The first priority for the Tigers (2-5 overall and 0-3 in the conference) is finding a way to put the brakes on a three-game losing streak – all of which have occurred at the hands of CAA rivals Maine, Stony Brook and the Dukes.
The team trailed James Madison (4-3, 2-2), 27-0, at halftime and surrendered another touchdown in the third quarter before securing a 1-yard touchdown run from sophomore running back Darius Victor to end the possibility of getting shut out for the second time this season.
The game highlighted season-long problems that have hexed Towson – a lack of consistency from the quarterback position, uneven play from an inexperienced offensive line, and sizable gaps in the defense.

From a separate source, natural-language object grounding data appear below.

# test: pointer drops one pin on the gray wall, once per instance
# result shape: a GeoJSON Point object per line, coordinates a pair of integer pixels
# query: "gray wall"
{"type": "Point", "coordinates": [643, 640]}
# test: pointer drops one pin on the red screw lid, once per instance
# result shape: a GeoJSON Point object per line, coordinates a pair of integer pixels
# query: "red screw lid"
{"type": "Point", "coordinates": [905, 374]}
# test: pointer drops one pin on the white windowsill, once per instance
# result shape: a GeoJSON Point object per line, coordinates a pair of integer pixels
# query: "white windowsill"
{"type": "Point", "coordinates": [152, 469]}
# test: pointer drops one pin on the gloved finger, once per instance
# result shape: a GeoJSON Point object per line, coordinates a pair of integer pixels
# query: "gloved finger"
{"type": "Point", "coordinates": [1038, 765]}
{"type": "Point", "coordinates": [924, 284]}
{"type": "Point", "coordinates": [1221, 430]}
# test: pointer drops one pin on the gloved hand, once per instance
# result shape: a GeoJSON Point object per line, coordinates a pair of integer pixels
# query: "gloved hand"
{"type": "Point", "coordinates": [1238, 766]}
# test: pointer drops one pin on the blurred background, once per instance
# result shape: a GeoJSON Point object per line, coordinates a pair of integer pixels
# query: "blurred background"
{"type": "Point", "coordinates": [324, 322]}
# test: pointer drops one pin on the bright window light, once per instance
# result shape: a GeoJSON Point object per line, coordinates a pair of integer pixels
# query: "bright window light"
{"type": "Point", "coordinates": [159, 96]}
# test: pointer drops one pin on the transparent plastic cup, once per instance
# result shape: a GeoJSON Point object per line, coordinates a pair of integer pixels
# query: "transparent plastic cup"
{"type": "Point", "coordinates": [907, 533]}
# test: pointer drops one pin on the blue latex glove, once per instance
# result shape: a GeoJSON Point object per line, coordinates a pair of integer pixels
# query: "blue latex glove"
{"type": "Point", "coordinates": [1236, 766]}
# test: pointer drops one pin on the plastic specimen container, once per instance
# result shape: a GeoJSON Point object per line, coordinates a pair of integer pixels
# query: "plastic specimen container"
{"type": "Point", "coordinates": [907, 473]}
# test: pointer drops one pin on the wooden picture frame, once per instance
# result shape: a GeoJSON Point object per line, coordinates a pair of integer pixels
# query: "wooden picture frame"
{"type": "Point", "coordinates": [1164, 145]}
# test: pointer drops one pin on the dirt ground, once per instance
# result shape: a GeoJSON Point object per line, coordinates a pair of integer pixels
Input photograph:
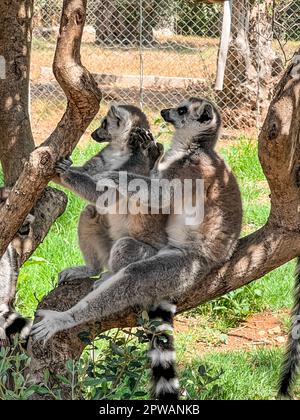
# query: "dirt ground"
{"type": "Point", "coordinates": [263, 330]}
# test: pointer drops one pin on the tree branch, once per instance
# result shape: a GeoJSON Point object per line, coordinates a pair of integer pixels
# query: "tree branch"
{"type": "Point", "coordinates": [257, 254]}
{"type": "Point", "coordinates": [83, 104]}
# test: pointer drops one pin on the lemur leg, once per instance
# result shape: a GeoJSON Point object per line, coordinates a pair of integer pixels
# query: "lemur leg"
{"type": "Point", "coordinates": [95, 246]}
{"type": "Point", "coordinates": [124, 252]}
{"type": "Point", "coordinates": [141, 284]}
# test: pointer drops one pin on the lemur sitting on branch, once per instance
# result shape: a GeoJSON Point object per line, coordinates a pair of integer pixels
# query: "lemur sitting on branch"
{"type": "Point", "coordinates": [192, 250]}
{"type": "Point", "coordinates": [131, 149]}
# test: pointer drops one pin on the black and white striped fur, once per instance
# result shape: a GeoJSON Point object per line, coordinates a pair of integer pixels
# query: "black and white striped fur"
{"type": "Point", "coordinates": [11, 322]}
{"type": "Point", "coordinates": [164, 381]}
{"type": "Point", "coordinates": [291, 362]}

Ambrose, who acknowledged some frustration after Towson’s 14-3 setback to the Seawolves on Oct. 4, said that feeling repeated itself this past weekend.
“I would tell you that if we lose a ballgame around here, it’s frustrating,” he said. “Is it more frustrating when the score is bigger than not? It’s frustrating to lose. I don’t think there’s a measurable aspect. The game, the activity, the goal is to always line up and win, and when you don’t win – whether it be a play or a game – you are frustrated.”
But asked if he is worried about players quitting on the season, Ambrose replied, “No, not really because that’s a concept that doesn’t exist in this building. If that’s part of your mental makeup and your internal structure, you don’t get to be in this building. There is no such thing as quit.”